Бывшему агроному Павлу Пастухову весь этот голый, как ободранная корова, пейзаж давно осточертел, — на ладонях незаживающие пузыри, все тело с головы до пяток проедено красновато-бурой пылью руды. Но дорожка к лесу шла над копями — и всегда по праздникам он останавливался на полпути и смотрел: так непривычен был безлюдный, праздно-зияющий кратер копей…

Конечно, это только временный и не особенно страшный ад, конечно, «настоящее» начнется, как только он выберется отсюда. Агроном же он, черт возьми, — первая профессия в мире, — а не связка мускулов, двуногий двигатель тачки. Голова свободна, руки и ноги сильны, — но вот шел уже третий год, все то же: мутный гул взрывов, кирка, лопата, тряска вагонетки да механическое, как у дрессированной собаки, втягивание головы в плечи, когда скрежещущий вагончик вкатывался в низенький туннель… Два с лишним года… Он посмотрел на дощатую клетушку-контору, — гнуснее всего то, что он, кажется, стал уже привыкать. Разрезать веревку нетрудно, но — куда пойдешь. Не знал Пастухов на всей земле ни одного адреса, где бы его ждали, улыбнулись навстречу и сказали: здесь.

Он поднес к лицу ладонь ребром, ниже глаз, — копи исчезли. Вдали серым ящиком с замшелой пирамидальной митрой вздымалась над местечком надоевшая колокольня. Скучными каменными баранками жались друг к другу старые дома… Клопы, ревматизм, сырость… Дальше, чуть опушенные свежей зеленью, вдоль дороги тянулись платаны. Грузно наплывающие крутые облака. Похожий на верблюда бесконечно чужой далекий холм… Пестрая гусеница поезда с рокочущим гулом весело всползает на мост, сорока плавной бесшумной стрелой летит черт ее знает куда, толстяк в забитом пылью автомобиле подпрыгивает на повороте и ныряет в лес… Один он, бывший агроном Павел Пастухов, как муха на липкой бумаге, — ни-ку-да…
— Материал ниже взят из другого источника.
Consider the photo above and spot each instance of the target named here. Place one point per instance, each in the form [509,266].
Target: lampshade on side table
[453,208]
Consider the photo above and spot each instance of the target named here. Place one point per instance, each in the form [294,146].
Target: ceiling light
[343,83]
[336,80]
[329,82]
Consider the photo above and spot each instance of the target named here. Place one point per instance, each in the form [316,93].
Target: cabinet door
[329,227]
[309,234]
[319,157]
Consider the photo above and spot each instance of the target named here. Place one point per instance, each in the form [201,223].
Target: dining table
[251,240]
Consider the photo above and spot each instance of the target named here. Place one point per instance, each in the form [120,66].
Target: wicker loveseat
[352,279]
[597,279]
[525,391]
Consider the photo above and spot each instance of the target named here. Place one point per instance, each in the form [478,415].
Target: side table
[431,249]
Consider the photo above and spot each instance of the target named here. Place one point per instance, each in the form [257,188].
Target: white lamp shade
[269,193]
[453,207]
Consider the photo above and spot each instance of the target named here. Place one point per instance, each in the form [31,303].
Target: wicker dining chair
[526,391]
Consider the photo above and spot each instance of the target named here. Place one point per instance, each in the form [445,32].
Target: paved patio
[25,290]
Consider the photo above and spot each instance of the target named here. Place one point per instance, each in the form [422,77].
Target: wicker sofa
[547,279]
Он зашагал к лесу и от скуки стал гадать: если до того камня четное число шагов, — уедет в этом же году. Перед самым камнем стал фальшивить и подгонять шаги, — но ничего не вышло. Метнул, как копье, остроконечную палку в груду песка: если вонзится… Но палка с грубым треском растянулась на кремнистой дорожке. К свиньям собачьим… Чепуха.
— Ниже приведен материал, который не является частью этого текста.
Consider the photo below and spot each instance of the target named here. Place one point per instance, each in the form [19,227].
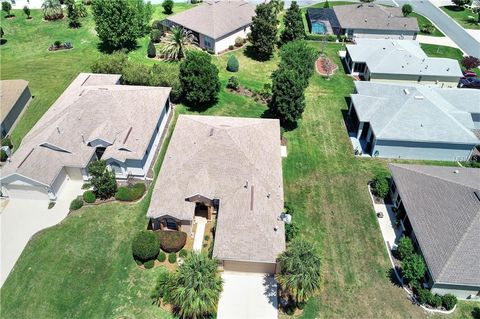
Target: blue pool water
[318,27]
Вдоль опушки протянулись чахлые сосны с горшочками у стволов. Бурая смолистая кровь застыла бугорками у зарубок, тощие лапы безжизненно сквозили в чаще. Взрывая толстыми подошвами вереск, дошел он, как всегда, до старого каменного столба, — в выбеленной нише, в цветном ободке желтел католический крест из лучинок, — какая-то прохожая душа смастерила… И он вдруг вспомнил: да ведь сегодня русская Пасха. Шевырев просил к обеду не запаздывать, — сегодня же пасхальный обед по раскладке.
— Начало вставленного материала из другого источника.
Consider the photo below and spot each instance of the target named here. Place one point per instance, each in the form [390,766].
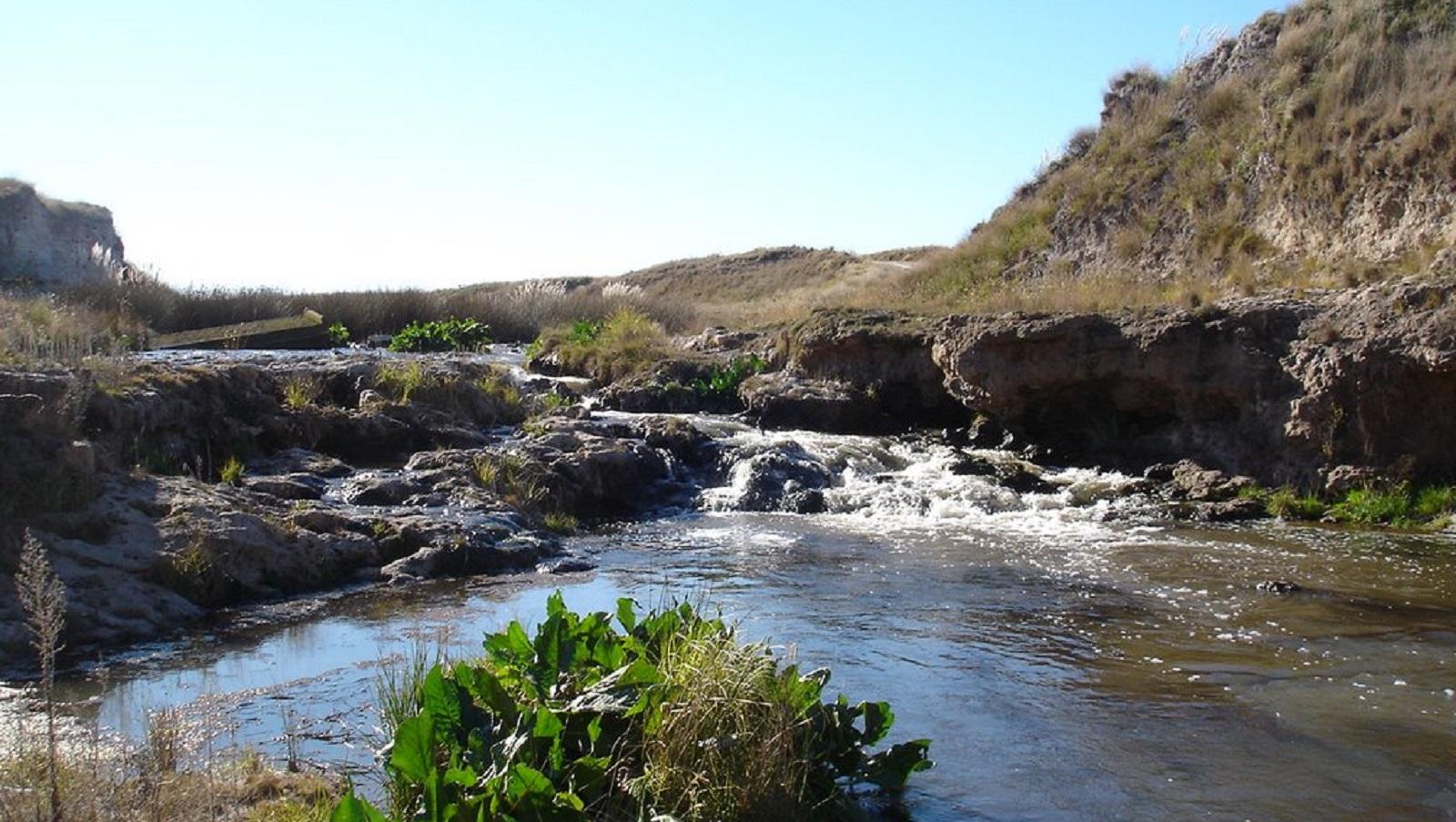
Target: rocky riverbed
[172,485]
С горы идти было веселее, — сердце стучало ровнее, в руке болталась светлая метелочка вербы, камушки, гулко журча, катились вниз… Что ж… Все-таки Пасха…

*  *  *

Десяток дощатых стойлиц, цыганское жилье, — вытянулись в ряд. В трех крайних, почти у дороги, жили русские. Сквозь распахнутые двери сразу было видно, что жильцы-соседи мало были похожи друг на друга… На стене у Шевырева висели, притиснутые кнопками, генералы; над ними кавказский, в бурых облезлых ножнах, кинжал и выцветший юнкерский погон с продетым сквозь петлю блеклым бессмертником. У Пастухова висели штатские: Пушкин, Гоголь, Толстой и, не по рангу рядом, грузный Апухтин; сбоку, на покоробленной доске, пестрела стопка книг. Провансальские мухи, впрочем, с одинаковым усердием, перелетая из двери в дверь, засиживали и военных, и штатских, наполняя клетушки несносным жужжанием… В третьей каморке мухам было мало радости: на стене из-под куцей простыни торчали разглаженные концы брюк — синих, коричневых, серых, — но над простыней свисали с потолка липкие спирали бумажек. Чагар-Туганов любил порядок, а романтику свою насыщал заботой о гардеробе, на что у него были свои особые, веские причины…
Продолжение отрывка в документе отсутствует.